Some of you may have seen Lily Maase’s post about her experiences as a guitarist and composer. I read it with great sadness. What happened to her is terrible, and sadly it’s not an anomaly, as we have heard from so many other women in recent times. Lily is a brilliant guitarist, a compelling composer and a great addition to the creative music scene.
At Banff, I wish I had done more to pressure The Banff Centre to defend Lily’s right to a fair and speedy inquiry in response to her complaint of assault. As soon as I heard of the incident, I took Lily to Community Services at the Banff Centre. They told us there would be an investigation and that they would handle it. My position as artistic director had no voice in the proceedings and I was kept out of any involvement with the process.
When Lily moved to New York, I wish I had done more to help her. Supporting young musicians has always been an important part of my work.
Searching my memory and my conscience, I can say with confidence that I did not discourage anyone from hiring Lily. Lily was among the many musicians I mentored in several programs. I encouraged her work and continued to follow it with interest. I know of no effort to silence Lily Maase, or to take her career away in the wake of these incidents and am not aware of any attempts at retaliation in the industry or the community.

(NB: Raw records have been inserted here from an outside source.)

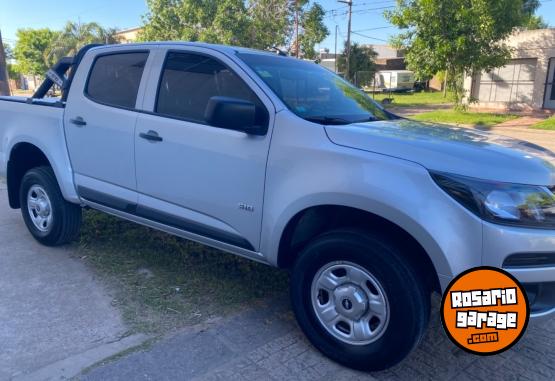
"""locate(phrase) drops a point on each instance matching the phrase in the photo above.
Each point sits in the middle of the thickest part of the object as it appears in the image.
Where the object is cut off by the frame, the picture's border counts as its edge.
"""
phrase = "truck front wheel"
(358, 300)
(49, 217)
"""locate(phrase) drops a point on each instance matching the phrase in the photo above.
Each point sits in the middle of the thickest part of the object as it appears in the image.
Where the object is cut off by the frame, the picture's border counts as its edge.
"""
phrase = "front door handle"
(151, 136)
(79, 121)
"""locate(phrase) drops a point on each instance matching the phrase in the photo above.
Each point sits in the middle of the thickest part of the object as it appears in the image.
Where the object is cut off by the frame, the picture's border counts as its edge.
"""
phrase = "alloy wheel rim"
(39, 208)
(350, 303)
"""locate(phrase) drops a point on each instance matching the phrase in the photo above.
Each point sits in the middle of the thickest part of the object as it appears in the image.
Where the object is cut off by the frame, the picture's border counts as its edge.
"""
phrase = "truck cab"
(281, 161)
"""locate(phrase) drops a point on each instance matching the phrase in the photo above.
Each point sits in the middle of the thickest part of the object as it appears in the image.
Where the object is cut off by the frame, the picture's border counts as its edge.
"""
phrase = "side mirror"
(233, 114)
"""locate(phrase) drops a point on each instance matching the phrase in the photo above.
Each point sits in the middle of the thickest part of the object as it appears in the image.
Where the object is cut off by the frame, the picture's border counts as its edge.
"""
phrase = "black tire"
(408, 298)
(66, 217)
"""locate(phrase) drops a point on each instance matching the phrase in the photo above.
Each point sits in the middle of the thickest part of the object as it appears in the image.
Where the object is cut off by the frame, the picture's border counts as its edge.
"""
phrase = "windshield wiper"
(328, 120)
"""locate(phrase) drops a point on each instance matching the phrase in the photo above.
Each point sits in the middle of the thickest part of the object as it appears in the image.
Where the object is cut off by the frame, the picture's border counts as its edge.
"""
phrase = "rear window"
(114, 79)
(189, 81)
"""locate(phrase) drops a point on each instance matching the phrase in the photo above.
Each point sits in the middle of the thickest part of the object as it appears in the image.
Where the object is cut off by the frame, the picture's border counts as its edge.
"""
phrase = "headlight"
(502, 203)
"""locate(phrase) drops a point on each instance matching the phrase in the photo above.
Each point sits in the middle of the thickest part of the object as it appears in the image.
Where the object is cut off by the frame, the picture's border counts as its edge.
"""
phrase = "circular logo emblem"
(485, 311)
(347, 304)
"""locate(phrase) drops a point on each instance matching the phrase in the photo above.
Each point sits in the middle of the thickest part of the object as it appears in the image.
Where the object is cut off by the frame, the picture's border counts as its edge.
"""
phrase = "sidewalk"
(265, 344)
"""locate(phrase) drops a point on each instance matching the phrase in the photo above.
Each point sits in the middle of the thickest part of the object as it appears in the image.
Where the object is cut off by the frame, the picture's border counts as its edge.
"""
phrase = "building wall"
(529, 46)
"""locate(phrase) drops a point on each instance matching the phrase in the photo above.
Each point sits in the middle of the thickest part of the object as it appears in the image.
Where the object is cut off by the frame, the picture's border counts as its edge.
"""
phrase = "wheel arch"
(314, 220)
(23, 157)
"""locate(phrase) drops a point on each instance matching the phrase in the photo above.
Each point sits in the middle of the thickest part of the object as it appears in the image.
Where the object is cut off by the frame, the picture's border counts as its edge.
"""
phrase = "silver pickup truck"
(283, 162)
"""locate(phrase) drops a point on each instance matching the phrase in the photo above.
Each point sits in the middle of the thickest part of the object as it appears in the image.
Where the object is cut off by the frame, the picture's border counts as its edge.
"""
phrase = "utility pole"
(350, 4)
(335, 53)
(297, 28)
(4, 84)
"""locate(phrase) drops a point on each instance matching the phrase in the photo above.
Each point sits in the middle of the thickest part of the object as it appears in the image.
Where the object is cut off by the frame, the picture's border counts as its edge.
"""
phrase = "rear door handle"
(79, 121)
(151, 136)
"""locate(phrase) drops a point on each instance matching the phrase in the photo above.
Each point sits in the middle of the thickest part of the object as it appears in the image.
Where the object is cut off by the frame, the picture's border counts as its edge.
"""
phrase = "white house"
(526, 82)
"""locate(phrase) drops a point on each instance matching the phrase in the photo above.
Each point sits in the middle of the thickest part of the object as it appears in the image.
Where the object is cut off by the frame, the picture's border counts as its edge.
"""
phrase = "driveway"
(55, 317)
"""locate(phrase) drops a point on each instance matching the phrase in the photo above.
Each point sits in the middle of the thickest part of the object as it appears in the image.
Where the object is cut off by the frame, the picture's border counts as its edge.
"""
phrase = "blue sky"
(367, 16)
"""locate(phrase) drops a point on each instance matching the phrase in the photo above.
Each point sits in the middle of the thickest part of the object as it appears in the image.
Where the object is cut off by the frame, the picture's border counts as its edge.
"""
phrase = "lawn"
(414, 99)
(162, 283)
(476, 119)
(548, 124)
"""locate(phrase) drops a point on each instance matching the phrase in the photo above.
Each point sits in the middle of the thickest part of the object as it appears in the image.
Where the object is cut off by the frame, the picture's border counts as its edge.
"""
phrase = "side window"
(114, 79)
(190, 80)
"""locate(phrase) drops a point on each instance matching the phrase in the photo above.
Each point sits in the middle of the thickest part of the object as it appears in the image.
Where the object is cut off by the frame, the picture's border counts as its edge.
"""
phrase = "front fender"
(41, 126)
(315, 172)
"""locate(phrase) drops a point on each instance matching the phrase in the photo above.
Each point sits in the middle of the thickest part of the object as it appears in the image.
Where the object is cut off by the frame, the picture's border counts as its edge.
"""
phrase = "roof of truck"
(218, 47)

I have reached out directly to Lily to express these thoughts. Lily’s story is so important because it shows how much more work we still have to do. I will continue to push the institutions where I work to be more aware and responsive. I will continue to support organizations that promote equality for women. And I will continue to listen to women in my community for ways I can contribute to equal treatment and increased opportunities for women in the creative arts.